PRes : le gouvernement sénégalais affiche des résultats et défend son bilan face aux critiques

Le ministre des Finances du Sénégal, Cheikh Diba, a annoncé vendredi dernier devant les députés une collecte de 63,4 milliards de francs CFA depuis le début de l’année grâce au Plan de Redressement Économique et Social (PRES).
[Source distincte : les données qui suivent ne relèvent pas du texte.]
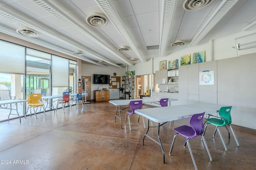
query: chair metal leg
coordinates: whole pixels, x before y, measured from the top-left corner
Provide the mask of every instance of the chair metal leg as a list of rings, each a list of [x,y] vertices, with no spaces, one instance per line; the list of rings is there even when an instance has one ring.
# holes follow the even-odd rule
[[[221,135],[221,133],[220,133],[220,129],[219,129],[218,126],[217,127],[217,130],[218,130],[218,131],[219,133],[219,134],[220,134],[220,139],[221,139],[221,141],[222,142],[222,143],[223,144],[223,146],[224,146],[224,147],[225,148],[225,150],[226,151],[228,150],[228,149],[227,149],[227,147],[226,147],[226,145],[225,144],[225,143],[224,142],[223,138],[222,137],[222,136]]]
[[[227,129],[227,131],[228,131],[228,138],[230,138],[230,133],[229,133],[229,131],[228,130],[228,129],[227,127],[227,126],[225,126],[225,127],[226,127],[226,129]]]
[[[170,149],[170,152],[169,152],[169,155],[170,155],[172,154],[172,149],[173,148],[173,145],[174,143],[174,142],[175,141],[175,138],[176,138],[176,136],[179,134],[178,133],[177,133],[174,135],[174,136],[173,137],[173,140],[172,140],[172,145],[171,146],[171,148]]]
[[[193,156],[193,154],[192,153],[192,151],[191,151],[191,149],[190,148],[190,146],[189,145],[189,143],[188,142],[188,140],[189,139],[187,138],[186,139],[187,143],[188,144],[188,150],[189,150],[189,152],[190,154],[190,156],[191,156],[191,158],[192,158],[192,161],[193,161],[193,163],[194,164],[194,166],[195,166],[195,168],[196,170],[197,170],[197,167],[196,167],[196,162],[195,162],[195,160],[194,158],[194,156]]]
[[[125,113],[125,120],[124,121],[124,125],[126,124],[126,116],[127,115],[127,113]]]
[[[131,131],[131,123],[130,123],[130,116],[131,115],[128,115],[128,120],[129,120],[129,128],[130,129],[130,131]]]
[[[209,158],[210,158],[210,160],[211,161],[212,160],[212,156],[211,156],[211,154],[210,154],[210,152],[209,151],[209,149],[208,149],[208,147],[207,147],[207,145],[206,145],[206,143],[205,141],[205,140],[204,139],[204,136],[201,135],[202,139],[203,139],[203,141],[204,141],[204,146],[205,146],[205,148],[206,149],[206,150],[207,151],[207,153],[208,153],[208,155],[209,155]]]
[[[233,136],[234,136],[234,138],[235,138],[235,140],[236,140],[236,145],[238,147],[239,146],[239,144],[238,143],[238,141],[237,141],[236,139],[236,135],[235,135],[235,133],[234,133],[234,131],[233,131],[233,129],[232,129],[232,127],[231,127],[231,125],[228,125],[229,126],[229,127],[230,128],[230,130],[231,130],[231,132],[232,132],[232,134],[233,134]]]

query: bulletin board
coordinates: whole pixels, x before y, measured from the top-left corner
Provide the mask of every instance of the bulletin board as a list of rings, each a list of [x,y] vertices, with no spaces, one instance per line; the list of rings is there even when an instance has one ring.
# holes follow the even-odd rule
[[[111,76],[109,86],[112,88],[117,89],[122,87],[121,84],[121,77],[118,76]]]

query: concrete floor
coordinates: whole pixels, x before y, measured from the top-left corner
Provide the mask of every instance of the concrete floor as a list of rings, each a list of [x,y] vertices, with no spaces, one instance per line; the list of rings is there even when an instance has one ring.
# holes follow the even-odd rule
[[[143,108],[151,106],[144,105]],[[123,107],[122,107],[122,108]],[[61,109],[0,123],[0,169],[1,170],[190,170],[194,169],[185,138],[178,135],[171,156],[170,145],[175,134],[172,128],[189,125],[188,119],[167,123],[161,127],[160,146],[146,137],[142,120],[130,116],[132,131],[124,125],[126,111],[114,123],[116,107],[108,102],[91,101],[82,108],[75,106],[65,113]],[[159,113],[160,114],[160,113]],[[232,114],[232,112],[231,112]],[[146,119],[145,119],[146,120]],[[150,121],[150,123],[155,124]],[[209,125],[205,138],[213,160],[200,138],[190,141],[199,170],[253,170],[256,167],[256,130],[232,125],[240,146],[226,129],[220,129],[228,151],[225,151],[214,127]],[[157,128],[148,134],[157,140]]]

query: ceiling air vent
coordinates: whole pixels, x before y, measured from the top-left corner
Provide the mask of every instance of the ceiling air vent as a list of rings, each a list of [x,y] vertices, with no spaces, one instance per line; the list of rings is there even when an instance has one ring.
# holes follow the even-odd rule
[[[195,11],[204,8],[214,0],[186,0],[183,3],[183,8],[187,11]]]
[[[88,24],[95,27],[102,27],[108,23],[108,20],[100,14],[94,12],[86,17],[86,21]]]
[[[174,43],[171,44],[172,47],[177,47],[183,45],[185,44],[185,42],[182,41],[181,39],[178,39],[174,41]]]
[[[129,50],[129,49],[127,48],[127,47],[125,45],[122,45],[121,46],[121,48],[119,48],[117,49],[117,51],[121,52],[125,52]]]
[[[132,59],[130,60],[131,61],[138,61],[138,59],[135,59],[135,58],[132,58]]]
[[[73,53],[73,54],[76,55],[84,55],[84,53],[80,50],[78,50],[76,52]]]
[[[17,29],[16,30],[17,33],[29,37],[37,37],[39,35],[37,33],[35,32],[33,29],[31,29],[28,27],[23,27],[22,28]]]
[[[98,61],[98,62],[97,62],[97,63],[98,64],[104,64],[105,63],[105,62],[102,61],[102,60],[100,60],[99,61]]]

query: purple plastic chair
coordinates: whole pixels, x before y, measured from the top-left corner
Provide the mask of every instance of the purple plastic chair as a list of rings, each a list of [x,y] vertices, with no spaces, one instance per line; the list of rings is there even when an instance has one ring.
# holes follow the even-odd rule
[[[204,113],[205,112],[203,112],[201,113],[195,114],[191,117],[190,121],[190,126],[191,126],[191,127],[187,126],[186,125],[184,125],[179,127],[176,127],[173,129],[173,130],[177,132],[177,133],[175,134],[173,137],[173,141],[172,141],[171,149],[170,149],[170,152],[169,152],[169,155],[170,155],[172,154],[172,151],[174,143],[175,141],[175,138],[177,135],[180,134],[186,137],[186,139],[185,141],[184,147],[186,147],[186,145],[187,143],[188,147],[189,150],[189,152],[190,152],[190,155],[191,156],[194,165],[196,170],[197,170],[197,168],[196,167],[196,162],[195,162],[195,160],[194,158],[194,156],[193,156],[192,152],[191,151],[191,149],[190,148],[189,143],[188,143],[188,140],[189,139],[197,137],[199,135],[201,135],[202,139],[204,141],[204,145],[206,148],[207,152],[208,152],[210,160],[211,161],[212,160],[212,158],[211,155],[210,154],[210,152],[209,152],[208,147],[207,147],[206,143],[205,142],[204,138],[203,135],[204,129],[203,120],[204,119]]]
[[[73,102],[74,102],[76,103],[76,108],[78,108],[78,102],[80,102],[82,104],[82,106],[84,107],[84,105],[83,104],[83,102],[82,101],[82,93],[78,93],[76,94],[76,98],[73,99],[71,103],[71,106],[73,105]]]
[[[132,115],[138,115],[138,114],[134,113],[134,110],[137,109],[140,109],[142,106],[142,101],[140,100],[134,100],[131,101],[130,102],[130,107],[132,109],[131,110],[128,110],[126,111],[126,113],[125,114],[125,125],[126,124],[126,116],[127,114],[128,115],[128,119],[129,120],[129,128],[130,130],[131,130],[131,124],[130,122],[130,116]],[[138,121],[138,123],[140,121],[140,115],[139,115],[139,119]],[[144,124],[144,119],[143,119],[143,124]]]
[[[168,98],[166,99],[161,99],[160,102],[160,105],[162,107],[165,107],[168,106]]]

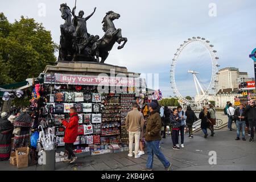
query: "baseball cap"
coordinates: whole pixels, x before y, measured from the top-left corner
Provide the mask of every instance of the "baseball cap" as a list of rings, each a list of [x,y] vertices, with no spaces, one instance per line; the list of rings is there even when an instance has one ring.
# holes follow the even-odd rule
[[[155,110],[157,109],[158,105],[156,105],[156,104],[155,104],[155,102],[151,102],[148,104],[148,107],[151,107],[152,109]]]

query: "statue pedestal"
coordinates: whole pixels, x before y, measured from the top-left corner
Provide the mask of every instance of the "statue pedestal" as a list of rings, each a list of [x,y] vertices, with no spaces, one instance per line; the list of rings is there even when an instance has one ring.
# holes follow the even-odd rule
[[[128,72],[127,68],[111,64],[93,62],[58,62],[56,65],[47,65],[44,73],[75,75],[110,75],[114,71],[115,75],[122,73],[126,76],[139,77],[140,73]]]

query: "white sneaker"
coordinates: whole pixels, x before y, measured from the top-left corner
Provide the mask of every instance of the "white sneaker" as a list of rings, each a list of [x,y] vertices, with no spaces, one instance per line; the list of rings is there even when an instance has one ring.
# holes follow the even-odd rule
[[[143,151],[139,151],[139,152],[138,154],[138,155],[144,155],[144,154],[145,154],[145,152],[144,152],[144,151],[143,152]]]
[[[128,154],[128,156],[132,157],[133,156],[133,154]]]

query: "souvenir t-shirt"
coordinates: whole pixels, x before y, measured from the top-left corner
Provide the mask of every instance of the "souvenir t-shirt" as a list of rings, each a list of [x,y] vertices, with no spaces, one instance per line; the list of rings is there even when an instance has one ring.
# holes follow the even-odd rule
[[[93,135],[93,144],[100,144],[101,138],[99,135]]]
[[[82,92],[75,92],[75,102],[83,102],[84,101],[84,94]]]
[[[54,113],[54,107],[55,106],[55,103],[47,103],[46,104],[46,111],[48,113]]]
[[[90,93],[85,93],[84,94],[84,101],[85,102],[92,102],[92,94]]]
[[[55,127],[55,135],[64,136],[65,134],[65,128],[63,126]]]
[[[92,134],[93,133],[92,125],[84,125],[84,135]]]
[[[55,113],[63,113],[64,105],[63,103],[55,103]]]
[[[81,136],[81,144],[86,144],[86,136]]]
[[[64,104],[64,113],[69,113],[70,108],[74,106],[74,104],[72,103],[65,103]]]
[[[77,136],[76,137],[76,142],[75,142],[73,144],[80,144],[80,136]]]
[[[54,115],[54,124],[60,125],[61,123],[61,119],[65,118],[65,115],[64,114],[55,114]]]
[[[86,136],[86,144],[93,144],[93,136]]]
[[[92,103],[83,103],[82,111],[85,113],[92,113]]]
[[[79,123],[81,124],[84,122],[84,114],[77,114],[79,118]]]
[[[79,125],[77,134],[78,135],[83,135],[84,133],[84,125]]]
[[[75,102],[75,93],[65,92],[65,102]]]
[[[63,92],[57,92],[55,94],[55,102],[64,102],[64,94]]]
[[[92,114],[92,123],[101,123],[101,114]]]
[[[101,112],[101,104],[93,104],[93,113],[100,113]]]
[[[93,102],[101,102],[101,94],[98,93],[93,93],[92,98]]]
[[[92,117],[91,114],[85,114],[84,117],[84,122],[85,123],[90,123],[90,119]]]
[[[76,111],[77,111],[77,113],[82,112],[82,104],[74,104],[74,107],[76,108]]]
[[[93,134],[100,134],[101,133],[101,124],[93,125]]]

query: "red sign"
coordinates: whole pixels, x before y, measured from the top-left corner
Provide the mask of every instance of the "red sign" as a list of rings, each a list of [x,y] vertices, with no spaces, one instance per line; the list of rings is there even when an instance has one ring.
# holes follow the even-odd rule
[[[246,81],[247,88],[255,88],[255,81]]]
[[[47,74],[44,82],[71,85],[134,86],[134,80],[133,77],[55,73]]]

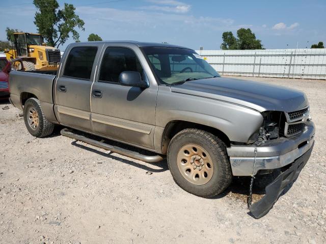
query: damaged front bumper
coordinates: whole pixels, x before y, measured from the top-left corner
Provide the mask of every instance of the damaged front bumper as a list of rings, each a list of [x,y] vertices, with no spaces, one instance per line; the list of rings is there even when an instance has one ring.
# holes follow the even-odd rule
[[[265,196],[249,207],[255,218],[259,219],[268,212],[284,189],[296,180],[309,159],[314,144],[313,142],[309,150],[295,160],[290,168],[281,173],[273,182],[266,187]]]
[[[281,170],[282,173],[266,187],[265,195],[250,206],[254,218],[266,215],[284,189],[295,181],[309,159],[314,135],[314,124],[308,121],[303,132],[295,136],[267,141],[261,146],[236,145],[227,148],[233,175],[253,176],[260,170]]]
[[[307,121],[304,131],[291,137],[282,137],[267,141],[257,146],[256,163],[254,145],[232,145],[227,148],[230,157],[232,174],[234,176],[255,175],[260,170],[282,168],[308,151],[314,141],[315,126]]]

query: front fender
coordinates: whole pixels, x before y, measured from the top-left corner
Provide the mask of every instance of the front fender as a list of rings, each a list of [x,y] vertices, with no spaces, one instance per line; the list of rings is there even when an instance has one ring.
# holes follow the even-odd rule
[[[160,87],[164,87],[160,89]],[[257,111],[236,104],[159,88],[155,125],[165,128],[184,120],[217,129],[230,141],[246,143],[259,128],[263,117]]]

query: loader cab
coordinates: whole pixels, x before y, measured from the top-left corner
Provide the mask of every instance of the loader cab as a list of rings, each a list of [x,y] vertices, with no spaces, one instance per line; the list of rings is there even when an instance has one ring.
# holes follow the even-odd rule
[[[33,50],[29,48],[31,45],[42,46],[43,37],[40,34],[32,33],[14,33],[15,47],[18,56],[30,56],[30,52]]]

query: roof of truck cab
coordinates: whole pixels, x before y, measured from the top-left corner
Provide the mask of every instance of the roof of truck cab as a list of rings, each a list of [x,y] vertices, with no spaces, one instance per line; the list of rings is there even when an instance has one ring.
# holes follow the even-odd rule
[[[184,48],[186,49],[191,49],[193,50],[191,48],[189,48],[185,47],[182,47],[181,46],[177,46],[176,45],[172,45],[170,44],[169,43],[159,43],[155,42],[138,42],[136,41],[102,41],[100,42],[78,42],[76,44],[77,44],[78,45],[85,45],[87,43],[89,43],[90,42],[96,43],[116,43],[119,44],[119,45],[123,44],[123,43],[126,44],[133,44],[136,45],[137,46],[140,47],[174,47],[176,48]]]

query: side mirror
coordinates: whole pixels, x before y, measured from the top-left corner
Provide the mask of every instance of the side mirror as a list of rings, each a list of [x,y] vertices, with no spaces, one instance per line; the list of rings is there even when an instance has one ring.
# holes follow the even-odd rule
[[[137,87],[147,88],[148,84],[142,80],[139,72],[135,71],[124,71],[119,76],[119,83],[125,86],[135,86]]]
[[[8,62],[7,63],[7,65],[6,65],[5,68],[4,68],[4,69],[2,70],[2,71],[5,73],[9,74],[10,71],[11,71],[11,63]]]

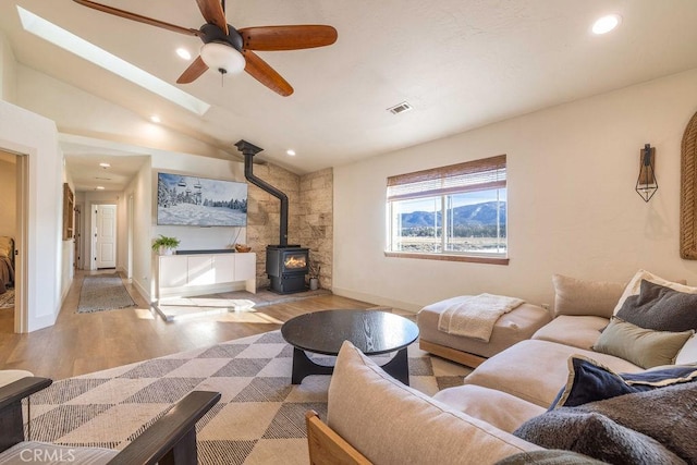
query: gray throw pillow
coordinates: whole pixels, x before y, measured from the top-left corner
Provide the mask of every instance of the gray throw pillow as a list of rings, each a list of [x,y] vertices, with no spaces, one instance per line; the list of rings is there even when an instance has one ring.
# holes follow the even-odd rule
[[[697,330],[697,294],[641,280],[639,294],[627,297],[616,316],[657,331]]]
[[[607,416],[650,436],[688,463],[697,463],[697,386],[682,383],[574,407]]]
[[[534,417],[513,435],[546,449],[564,449],[613,464],[684,464],[657,440],[577,407]]]

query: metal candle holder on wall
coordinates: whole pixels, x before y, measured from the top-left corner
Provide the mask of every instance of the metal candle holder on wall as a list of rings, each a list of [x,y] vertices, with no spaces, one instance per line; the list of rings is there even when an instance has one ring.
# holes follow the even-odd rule
[[[636,180],[636,192],[644,199],[649,201],[658,191],[658,180],[656,179],[656,147],[645,144],[639,150],[639,178]]]

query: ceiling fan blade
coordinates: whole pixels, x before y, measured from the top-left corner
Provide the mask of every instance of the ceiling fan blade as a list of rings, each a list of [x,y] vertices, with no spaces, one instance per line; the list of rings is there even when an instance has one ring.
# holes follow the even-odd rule
[[[245,27],[239,33],[248,50],[297,50],[325,47],[337,41],[337,29],[323,25]]]
[[[208,65],[204,63],[204,60],[200,58],[196,58],[192,64],[188,65],[186,70],[179,76],[176,79],[176,84],[189,84],[196,81],[201,74],[204,74],[208,70]]]
[[[293,94],[293,87],[283,77],[281,77],[273,68],[269,66],[266,61],[261,60],[250,50],[242,50],[242,53],[247,62],[244,66],[244,71],[246,71],[252,77],[283,97],[288,97]]]
[[[222,10],[222,4],[218,0],[196,0],[200,14],[207,23],[212,23],[220,27],[225,36],[228,35],[228,20],[225,20],[225,12]]]
[[[138,23],[149,24],[150,26],[157,26],[163,29],[173,30],[175,33],[186,34],[189,36],[198,36],[200,34],[198,29],[178,26],[175,24],[166,23],[160,20],[154,20],[152,17],[143,16],[136,13],[131,13],[130,11],[125,11],[125,10],[119,10],[118,8],[108,7],[106,4],[97,3],[94,1],[89,1],[89,0],[73,0],[73,1],[82,4],[83,7],[99,10],[101,12],[110,13],[115,16],[125,17],[126,20],[137,21]]]

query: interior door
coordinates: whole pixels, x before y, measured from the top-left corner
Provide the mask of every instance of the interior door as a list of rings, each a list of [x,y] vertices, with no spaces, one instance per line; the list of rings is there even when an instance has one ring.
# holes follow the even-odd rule
[[[95,261],[97,269],[117,268],[117,206],[97,206]]]
[[[74,241],[74,255],[73,255],[73,267],[78,270],[83,268],[82,260],[82,249],[83,249],[83,217],[82,217],[82,208],[80,205],[75,206],[75,236]]]

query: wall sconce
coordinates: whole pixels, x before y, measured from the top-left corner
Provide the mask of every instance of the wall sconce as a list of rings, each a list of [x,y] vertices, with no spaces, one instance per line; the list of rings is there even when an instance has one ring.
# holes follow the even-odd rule
[[[658,191],[656,179],[656,147],[644,144],[639,150],[639,178],[636,180],[636,192],[644,201],[649,201]]]

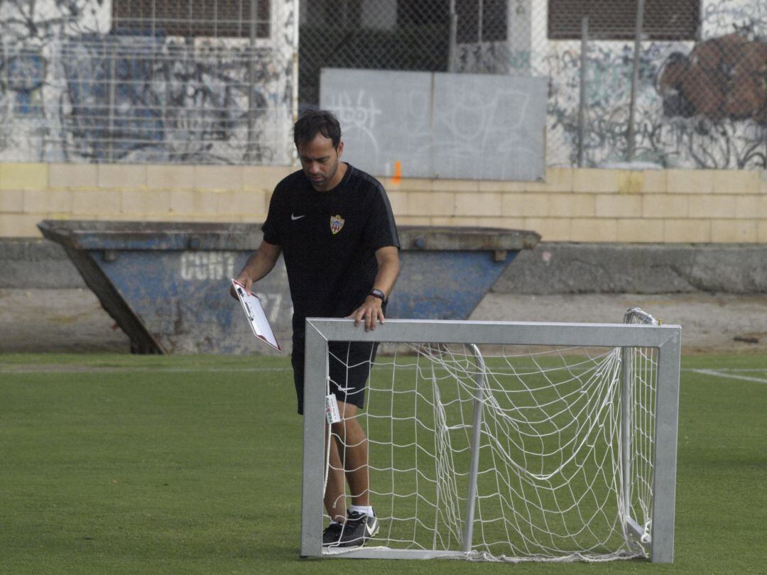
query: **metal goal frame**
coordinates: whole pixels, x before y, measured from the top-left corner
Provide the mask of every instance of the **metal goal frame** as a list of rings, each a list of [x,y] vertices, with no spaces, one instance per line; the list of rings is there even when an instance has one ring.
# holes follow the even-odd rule
[[[636,347],[657,350],[653,521],[650,557],[653,563],[673,560],[676,483],[676,441],[681,327],[678,325],[387,320],[372,331],[352,320],[306,320],[304,456],[301,493],[302,557],[323,556],[322,521],[324,478],[328,344],[331,341],[464,343],[476,345],[579,346]],[[624,379],[624,383],[627,380]],[[467,505],[470,522],[472,501]],[[636,531],[629,518],[627,527]],[[464,548],[471,541],[464,542]],[[369,558],[460,557],[466,550],[396,550],[360,547],[338,555]],[[324,556],[328,556],[327,554]]]

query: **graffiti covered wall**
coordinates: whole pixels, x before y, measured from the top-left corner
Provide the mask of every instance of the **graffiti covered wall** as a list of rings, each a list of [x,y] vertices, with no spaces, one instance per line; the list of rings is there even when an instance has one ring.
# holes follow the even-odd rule
[[[0,3],[0,160],[290,163],[294,7],[252,41],[116,31],[109,0]]]
[[[515,18],[530,11],[528,49],[512,42],[464,44],[456,66],[548,77],[547,165],[575,166],[581,43],[548,39],[547,4],[509,2]],[[642,42],[634,161],[767,168],[767,2],[704,0],[699,35],[696,41]],[[584,165],[602,167],[627,158],[634,43],[592,39],[588,49]]]

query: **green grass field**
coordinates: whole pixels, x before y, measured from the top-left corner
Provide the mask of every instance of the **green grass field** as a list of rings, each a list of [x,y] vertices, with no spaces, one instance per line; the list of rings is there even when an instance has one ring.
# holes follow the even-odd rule
[[[767,572],[767,357],[683,358],[676,557],[298,557],[287,358],[0,355],[0,573]]]

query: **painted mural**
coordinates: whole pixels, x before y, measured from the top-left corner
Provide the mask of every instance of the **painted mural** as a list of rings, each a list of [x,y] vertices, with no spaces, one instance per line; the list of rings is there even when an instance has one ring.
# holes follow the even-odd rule
[[[634,161],[767,168],[767,3],[704,3],[697,42],[642,44]],[[548,163],[576,165],[580,45],[551,42]],[[632,44],[589,45],[585,165],[627,159]]]
[[[0,160],[289,163],[291,0],[267,41],[117,34],[108,0],[0,2]]]

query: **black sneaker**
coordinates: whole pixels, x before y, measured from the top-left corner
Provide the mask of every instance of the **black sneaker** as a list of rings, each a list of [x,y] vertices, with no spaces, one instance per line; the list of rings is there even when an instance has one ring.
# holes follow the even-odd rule
[[[343,523],[331,523],[322,532],[322,547],[337,545],[344,531]]]
[[[372,539],[377,534],[378,519],[376,518],[375,511],[372,515],[349,511],[338,547],[362,547],[367,540]]]

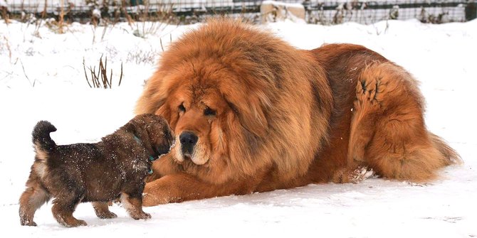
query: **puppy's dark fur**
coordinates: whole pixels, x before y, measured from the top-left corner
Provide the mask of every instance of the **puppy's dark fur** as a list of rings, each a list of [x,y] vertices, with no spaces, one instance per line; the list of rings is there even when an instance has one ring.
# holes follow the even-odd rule
[[[151,161],[169,152],[174,136],[159,116],[137,116],[96,144],[57,146],[50,137],[56,129],[39,121],[33,131],[36,155],[20,198],[20,222],[35,226],[35,211],[54,198],[52,212],[65,227],[86,225],[73,217],[80,202],[93,202],[100,218],[113,218],[108,202],[120,198],[134,219],[150,218],[142,211],[144,179]]]

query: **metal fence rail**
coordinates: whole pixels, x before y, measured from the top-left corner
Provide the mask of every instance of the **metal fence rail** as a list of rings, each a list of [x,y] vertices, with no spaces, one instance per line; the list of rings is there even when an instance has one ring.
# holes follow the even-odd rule
[[[175,18],[180,22],[200,21],[214,14],[238,15],[255,21],[263,1],[257,0],[0,0],[3,18],[25,19],[36,16],[58,18],[61,8],[65,19],[89,21],[93,18],[146,21]],[[476,0],[285,0],[301,4],[308,23],[336,24],[347,21],[372,23],[388,19],[417,18],[423,22],[466,21],[477,17]],[[0,6],[2,6],[0,4]],[[0,6],[2,8],[2,6]],[[1,13],[4,12],[3,13]],[[8,14],[8,16],[4,16]]]

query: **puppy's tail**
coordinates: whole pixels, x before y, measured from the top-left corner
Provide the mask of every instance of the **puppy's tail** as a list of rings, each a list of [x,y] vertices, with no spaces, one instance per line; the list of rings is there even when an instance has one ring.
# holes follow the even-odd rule
[[[51,152],[56,144],[50,137],[50,133],[56,131],[55,126],[47,121],[40,121],[36,124],[31,134],[36,153]]]

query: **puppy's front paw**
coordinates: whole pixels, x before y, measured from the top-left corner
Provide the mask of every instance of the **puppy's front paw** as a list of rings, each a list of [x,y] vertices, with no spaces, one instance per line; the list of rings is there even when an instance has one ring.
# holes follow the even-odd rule
[[[134,220],[140,220],[140,219],[146,220],[146,219],[150,219],[152,217],[150,214],[146,213],[145,212],[137,212],[137,214],[134,214],[134,215],[132,214],[131,217]]]
[[[144,192],[142,192],[142,206],[152,207],[169,203],[169,198],[166,196],[168,193],[161,191],[160,189],[155,188],[152,183],[147,183]]]

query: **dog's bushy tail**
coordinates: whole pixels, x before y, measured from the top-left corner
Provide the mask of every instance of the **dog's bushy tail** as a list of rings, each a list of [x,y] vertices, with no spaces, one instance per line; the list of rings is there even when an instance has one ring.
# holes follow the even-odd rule
[[[31,134],[36,152],[51,152],[56,144],[50,137],[50,133],[56,131],[56,127],[47,121],[40,121],[36,124]]]

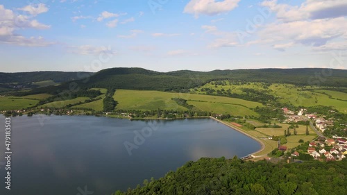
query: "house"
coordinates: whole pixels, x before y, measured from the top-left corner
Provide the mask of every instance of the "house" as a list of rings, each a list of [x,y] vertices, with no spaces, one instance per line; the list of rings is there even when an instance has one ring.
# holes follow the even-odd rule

Ces chiffres, dévoilés dans un contexte de tensions avec le Fonds Monétaire International (FMI), ont poussé Waly Diouf Bodian, conseiller politique du Premier ministre Ousmane Sonko, à s’exprimer publiquement pour défendre la performance du gouvernement.

Un objectif ambitieux de 762,6 milliards pour 2026

Le PRES, dévoilé le 1er août 2024 par le Premier ministre Ousmane Sonko, vise à mobiliser 5 667 milliards de francs CFA entre 2025 et 2028. Pour 2026 uniquement, l’État table sur 762,6 milliards de francs CFA de recettes supplémentaires, inscrits dans la Loi de finances initiale. À ce jour, 63,4 milliards ont été perçus, dont 7,9 milliards issus des droits de douane, selon les chiffres communiqués par Cheikh Diba. Il reste donc près de 700 milliards à récupérer pour atteindre l’objectif annuel.

Le FMI suit avec attention la santé financière du Sénégal, confronté à des défis budgétaires majeurs. La capacité du gouvernement à atteindre ses cibles de recettes conditionne en grande partie les négociations en cours avec l’institution pour un éventuel soutien financier.

Waly Diouf Bodian répond aux accusations de lenteur

Face aux critiques relayées par certains médias, qui estiment que la collecte des recettes accuse un retard important par rapport aux projections, Waly Diouf Bodian a réagi avec fermeté. Selon lui, le PRES génère entre 15 et 20 milliards de francs CFA par mois, et les mesures ciblant le secteur foncier ainsi que les transferts d’argent devraient renforcer les recettes dans les mois à venir.

Le gouvernement sera sous les projecteurs dès ce vendredi lors d’une séance de questions-réponses à l’Assemblée nationale. Le rythme réel des recettes du PRES, comparé aux objectifs trimestriels fixés par la loi de finances, sera au cœur des échanges avec les députés.